Background: The survival rate for dialysis patients is poor. Previous studies have shown improved survival with home hemodialysis (HHD), but this could be due to patient selection, since HHD patients tend to be younger and healthier. The aim of the present study is to analyse the long-term effects of HHD on patient survival and on subsequent renal transplantation, compared with institutional hemodialysis (IHD) and peritoneal dialysis (PD), taking age and comorbidity into account.
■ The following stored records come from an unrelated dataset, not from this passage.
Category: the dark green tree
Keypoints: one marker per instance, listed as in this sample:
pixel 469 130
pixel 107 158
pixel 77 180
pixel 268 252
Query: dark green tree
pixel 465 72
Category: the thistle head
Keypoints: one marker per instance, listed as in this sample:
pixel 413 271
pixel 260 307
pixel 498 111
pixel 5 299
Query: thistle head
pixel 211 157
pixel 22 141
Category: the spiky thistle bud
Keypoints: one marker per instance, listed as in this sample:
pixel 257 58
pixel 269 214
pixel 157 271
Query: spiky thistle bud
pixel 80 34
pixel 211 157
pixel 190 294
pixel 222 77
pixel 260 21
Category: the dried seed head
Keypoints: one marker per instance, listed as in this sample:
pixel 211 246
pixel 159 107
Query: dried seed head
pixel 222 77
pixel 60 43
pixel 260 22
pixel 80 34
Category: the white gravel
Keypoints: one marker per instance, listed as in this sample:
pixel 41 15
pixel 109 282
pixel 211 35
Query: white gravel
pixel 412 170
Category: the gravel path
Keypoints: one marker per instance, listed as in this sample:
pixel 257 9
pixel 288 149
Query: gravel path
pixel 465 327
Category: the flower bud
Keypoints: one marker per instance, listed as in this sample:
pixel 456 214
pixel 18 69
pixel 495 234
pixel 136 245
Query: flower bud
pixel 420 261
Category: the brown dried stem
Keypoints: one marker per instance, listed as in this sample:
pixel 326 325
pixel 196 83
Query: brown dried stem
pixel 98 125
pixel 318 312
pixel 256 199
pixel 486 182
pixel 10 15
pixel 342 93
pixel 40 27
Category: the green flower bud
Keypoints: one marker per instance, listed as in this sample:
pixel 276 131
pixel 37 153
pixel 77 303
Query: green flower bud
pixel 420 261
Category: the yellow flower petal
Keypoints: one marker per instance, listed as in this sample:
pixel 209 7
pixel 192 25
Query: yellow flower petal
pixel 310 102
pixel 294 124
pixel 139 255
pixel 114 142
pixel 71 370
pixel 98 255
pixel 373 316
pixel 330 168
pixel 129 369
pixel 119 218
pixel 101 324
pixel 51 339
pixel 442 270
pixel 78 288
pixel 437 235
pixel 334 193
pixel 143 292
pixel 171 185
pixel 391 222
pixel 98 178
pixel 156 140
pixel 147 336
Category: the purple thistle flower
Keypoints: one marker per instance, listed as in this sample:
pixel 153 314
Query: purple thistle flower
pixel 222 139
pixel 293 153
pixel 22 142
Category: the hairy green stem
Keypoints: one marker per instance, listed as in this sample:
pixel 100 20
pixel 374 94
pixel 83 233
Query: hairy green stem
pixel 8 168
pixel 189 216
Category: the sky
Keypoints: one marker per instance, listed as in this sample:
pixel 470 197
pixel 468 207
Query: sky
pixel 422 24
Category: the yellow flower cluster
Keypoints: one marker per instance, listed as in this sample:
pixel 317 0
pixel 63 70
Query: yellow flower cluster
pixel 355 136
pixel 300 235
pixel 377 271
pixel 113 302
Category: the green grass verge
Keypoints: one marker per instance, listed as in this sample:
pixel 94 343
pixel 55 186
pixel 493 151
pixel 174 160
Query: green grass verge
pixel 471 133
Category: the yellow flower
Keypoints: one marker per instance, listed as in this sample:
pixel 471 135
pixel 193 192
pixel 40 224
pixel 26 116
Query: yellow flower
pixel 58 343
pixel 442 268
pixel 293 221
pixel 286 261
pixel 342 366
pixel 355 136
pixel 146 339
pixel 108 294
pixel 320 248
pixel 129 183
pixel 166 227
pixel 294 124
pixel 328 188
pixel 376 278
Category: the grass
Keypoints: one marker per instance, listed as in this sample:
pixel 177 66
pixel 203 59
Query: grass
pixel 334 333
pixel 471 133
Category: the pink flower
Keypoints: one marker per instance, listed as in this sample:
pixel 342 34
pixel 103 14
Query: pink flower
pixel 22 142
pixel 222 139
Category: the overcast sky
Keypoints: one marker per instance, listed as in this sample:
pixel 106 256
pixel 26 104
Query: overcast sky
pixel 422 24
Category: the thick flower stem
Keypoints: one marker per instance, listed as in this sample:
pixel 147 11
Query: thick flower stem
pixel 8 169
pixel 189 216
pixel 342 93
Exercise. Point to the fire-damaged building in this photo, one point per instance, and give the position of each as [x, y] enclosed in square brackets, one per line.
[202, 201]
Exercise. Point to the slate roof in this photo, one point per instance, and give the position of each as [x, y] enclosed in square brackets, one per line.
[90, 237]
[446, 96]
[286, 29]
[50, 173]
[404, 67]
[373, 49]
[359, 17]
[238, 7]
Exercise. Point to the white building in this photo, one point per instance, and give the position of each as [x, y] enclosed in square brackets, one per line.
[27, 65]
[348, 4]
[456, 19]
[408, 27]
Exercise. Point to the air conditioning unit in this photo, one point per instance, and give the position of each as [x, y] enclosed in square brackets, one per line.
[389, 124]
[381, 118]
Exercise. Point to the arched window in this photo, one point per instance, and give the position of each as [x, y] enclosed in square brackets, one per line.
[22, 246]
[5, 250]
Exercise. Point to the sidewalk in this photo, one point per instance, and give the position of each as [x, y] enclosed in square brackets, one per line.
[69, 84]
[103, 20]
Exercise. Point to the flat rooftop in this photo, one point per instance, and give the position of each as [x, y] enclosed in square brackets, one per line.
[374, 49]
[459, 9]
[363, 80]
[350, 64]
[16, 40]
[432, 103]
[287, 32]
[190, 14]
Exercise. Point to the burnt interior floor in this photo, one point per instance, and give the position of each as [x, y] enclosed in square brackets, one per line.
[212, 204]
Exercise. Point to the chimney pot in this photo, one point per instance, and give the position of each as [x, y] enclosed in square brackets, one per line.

Methods: Patients starting HHD as initial renal replacement therapy (RRT) were matched with patients on IHD or PD, according to gender, age, Charlson Comorbidity Index and start date of RRT, using the Swedish Renal Registry from 1991 to 2012. Survival analyses were performed as intention-to-treat (disregarding changes in RRT) and per-protocol (as on initial RRT).
Results: A total of 152 patients with HHD as initial RRT were matched with 608 IHD and 456 PD patients, respectively. Median survival was longer for HHD in intention-to-treat analyses: 18.5 years compared with 11.9 for IHD (p < 0.001) and 15.0 for PD (p = 0.002). The difference remained significant in per-protocol analyses omitting the contribution of subsequent transplantation. Patients on HHD were more likely to receive a renal transplant compared with IHD and PD, although treatment modality did not affect subsequent graft survival (p > 0.05).
Conclusion: HHD as initial RRT showed improved long-term patient survival compared with IHD and PD. This survival advantage persisted after matching and adjusting for a higher transplantation rate. Dialysis modality had no impact on subsequent graft survival.
Keywords: Home hemodialysis; Institutional hemodialysis; Peritoneal dialysis; Renal graft survival; Survival.